Advanced / Critical Care

$300–$900
Best for: Chickens with severe lethargy, repeated regurgitation, major crop dysfunction, toxin concerns, or failure of outpatient care
  • Urgent or specialty avian evaluation
  • Hospitalization, repeated injectable medications, and assisted feeding
  • Radiographs, bloodwork, crop lavage or advanced supportive care as indicated
  • Close monitoring for dehydration, toxin exposure, obstruction, or systemic illness
Expected outcome: Variable. Some birds improve well with intensive support, while others have guarded outcomes if the underlying disease is severe.
Consider: Most intensive option with the widest treatment menu, but it requires the highest cost range and more handling.

Cost estimates as of 2026-03. Actual costs vary by location, clinic, and individual case.

Questions to Ask Your Vet About Maropitant for Chickens

Bring these questions to your vet appointment to get the most out of your visit.

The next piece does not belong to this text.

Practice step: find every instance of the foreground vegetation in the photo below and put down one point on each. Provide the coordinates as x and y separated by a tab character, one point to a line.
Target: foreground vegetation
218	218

  1. Do my chicken's signs look more like nausea, regurgitation, crop disease, pain, or something else?
  2. Why are you recommending maropitant for this case, and what result should I watch for at home?
  3. What dose, route, and schedule are you using for my chicken's weight and condition?
  4. Is this medication likely to sting or cause bruising at the injection site, and what is normal afterward?
  5. Are there liver concerns, dehydration issues, or other health problems that change whether maropitant is a good fit?
  6. What other treatments should be used with maropitant to address the underlying cause?
  7. What egg discard or meat withdrawal period should I follow after this extra-label medication?
  8. When should I contact you again if appetite, crop emptying, or energy level does not improve?